The verticality of chamber music

23rd May 2009 | Musings | 1 comment

I’m still mulling over a remark made by the marvellous pianist Piotr Anderszewski in a Telegraph interview I read on the plane to Berlin. Asked why he doesn’t play much chamber music, Anderszewski replied, ‘Well…I’m a solitary person. But also I like to lie down, and you can’t do that if you’re rehearsing with another person. I really love to lie down, it’s the natural position. Standing up is horrible – look! It’s so insecure, and so high!.. I wish someone would invent a piano I could play lying down, I would be so happy!”

This is the most ingenious defence I’ve heard so far for not playing chamber music.

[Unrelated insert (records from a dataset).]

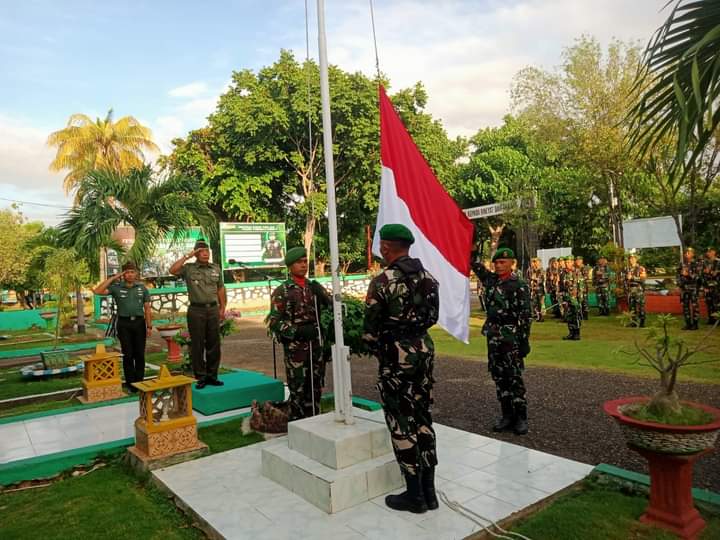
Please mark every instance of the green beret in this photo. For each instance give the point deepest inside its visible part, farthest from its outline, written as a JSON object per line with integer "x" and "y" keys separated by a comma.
{"x": 396, "y": 231}
{"x": 503, "y": 253}
{"x": 294, "y": 254}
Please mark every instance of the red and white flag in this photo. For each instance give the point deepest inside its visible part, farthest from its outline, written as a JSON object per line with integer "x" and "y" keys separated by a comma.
{"x": 411, "y": 194}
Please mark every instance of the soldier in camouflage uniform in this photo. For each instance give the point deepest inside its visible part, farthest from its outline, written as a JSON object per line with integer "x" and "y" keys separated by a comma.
{"x": 635, "y": 276}
{"x": 507, "y": 329}
{"x": 711, "y": 283}
{"x": 688, "y": 279}
{"x": 583, "y": 280}
{"x": 602, "y": 274}
{"x": 402, "y": 304}
{"x": 535, "y": 277}
{"x": 294, "y": 321}
{"x": 552, "y": 284}
{"x": 569, "y": 295}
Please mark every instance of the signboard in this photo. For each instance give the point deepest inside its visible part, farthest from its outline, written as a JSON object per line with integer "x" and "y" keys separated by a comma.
{"x": 488, "y": 210}
{"x": 166, "y": 252}
{"x": 252, "y": 245}
{"x": 650, "y": 232}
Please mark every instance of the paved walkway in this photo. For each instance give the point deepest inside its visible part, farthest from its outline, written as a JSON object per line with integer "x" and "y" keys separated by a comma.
{"x": 228, "y": 493}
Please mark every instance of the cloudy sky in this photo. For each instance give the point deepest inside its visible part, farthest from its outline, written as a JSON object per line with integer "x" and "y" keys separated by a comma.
{"x": 166, "y": 62}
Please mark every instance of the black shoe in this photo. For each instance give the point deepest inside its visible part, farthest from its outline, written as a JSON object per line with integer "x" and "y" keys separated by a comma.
{"x": 428, "y": 485}
{"x": 520, "y": 427}
{"x": 411, "y": 500}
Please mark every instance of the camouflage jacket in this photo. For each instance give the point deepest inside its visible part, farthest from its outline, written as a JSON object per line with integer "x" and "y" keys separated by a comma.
{"x": 711, "y": 273}
{"x": 507, "y": 304}
{"x": 568, "y": 283}
{"x": 602, "y": 274}
{"x": 402, "y": 303}
{"x": 552, "y": 279}
{"x": 536, "y": 279}
{"x": 689, "y": 275}
{"x": 294, "y": 306}
{"x": 635, "y": 279}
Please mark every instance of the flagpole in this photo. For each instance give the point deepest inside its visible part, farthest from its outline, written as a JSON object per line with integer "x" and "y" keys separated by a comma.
{"x": 341, "y": 367}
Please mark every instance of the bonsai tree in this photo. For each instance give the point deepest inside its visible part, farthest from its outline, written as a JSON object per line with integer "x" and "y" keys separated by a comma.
{"x": 64, "y": 273}
{"x": 666, "y": 354}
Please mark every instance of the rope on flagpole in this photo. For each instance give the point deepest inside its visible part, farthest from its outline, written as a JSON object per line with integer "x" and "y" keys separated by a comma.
{"x": 377, "y": 58}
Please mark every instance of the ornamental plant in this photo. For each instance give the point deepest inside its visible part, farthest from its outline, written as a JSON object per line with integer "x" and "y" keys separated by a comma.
{"x": 666, "y": 354}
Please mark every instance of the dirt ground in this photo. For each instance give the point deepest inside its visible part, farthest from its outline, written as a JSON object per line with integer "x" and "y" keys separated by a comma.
{"x": 565, "y": 406}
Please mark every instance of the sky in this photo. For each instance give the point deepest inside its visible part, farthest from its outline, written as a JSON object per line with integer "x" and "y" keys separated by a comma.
{"x": 167, "y": 62}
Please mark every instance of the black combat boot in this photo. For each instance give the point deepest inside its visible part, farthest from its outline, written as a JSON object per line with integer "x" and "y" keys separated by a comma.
{"x": 411, "y": 500}
{"x": 520, "y": 427}
{"x": 428, "y": 485}
{"x": 506, "y": 421}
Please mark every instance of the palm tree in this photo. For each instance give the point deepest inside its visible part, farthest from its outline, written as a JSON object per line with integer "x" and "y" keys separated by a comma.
{"x": 681, "y": 82}
{"x": 154, "y": 207}
{"x": 84, "y": 145}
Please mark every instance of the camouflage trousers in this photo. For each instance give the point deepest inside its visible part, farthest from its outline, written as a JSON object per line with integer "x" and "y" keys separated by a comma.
{"x": 305, "y": 391}
{"x": 506, "y": 366}
{"x": 538, "y": 304}
{"x": 712, "y": 299}
{"x": 602, "y": 294}
{"x": 407, "y": 401}
{"x": 572, "y": 313}
{"x": 691, "y": 305}
{"x": 636, "y": 304}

But I don’t see why chamber music should be uniquely singled out for its verticality. He might as well say that he doesn’t accept concerto engagements because they require him to be in an upright position. It’s true that most piano concertos require no more than half an hour of public verticality, whereas performances of chamber music generally demand two hours of it. But then so do solo piano recitals. It is very puzzling. Of all the difficulties involved in chamber music, I’d say that the impossibility of lying down is one of the less maddening.

I’m baffled too by his reference to the ‘high, insecure’ pursuit of standing up. Surely he doesn’t stand up to play chamber piano parts? Perhaps, when he thinks of chamber music rehearsals, he imagines himself seated at the piano beside a tall violinist who might at any moment sway, totter and fall on top of him – crying ‘Timbre!’

1 Comment

  1. Maya

    I think his main point is that he likes to lie down regularly during rehearsals, and that he’s not at liberty to do that as and when he wants if he is rehearsing with other people in a chamber group-style scenario? I think he then accidentally conflated the rest of what he says (about uprightness in general) with that point, although actually I think his main point is the ‘lone wolf’ one.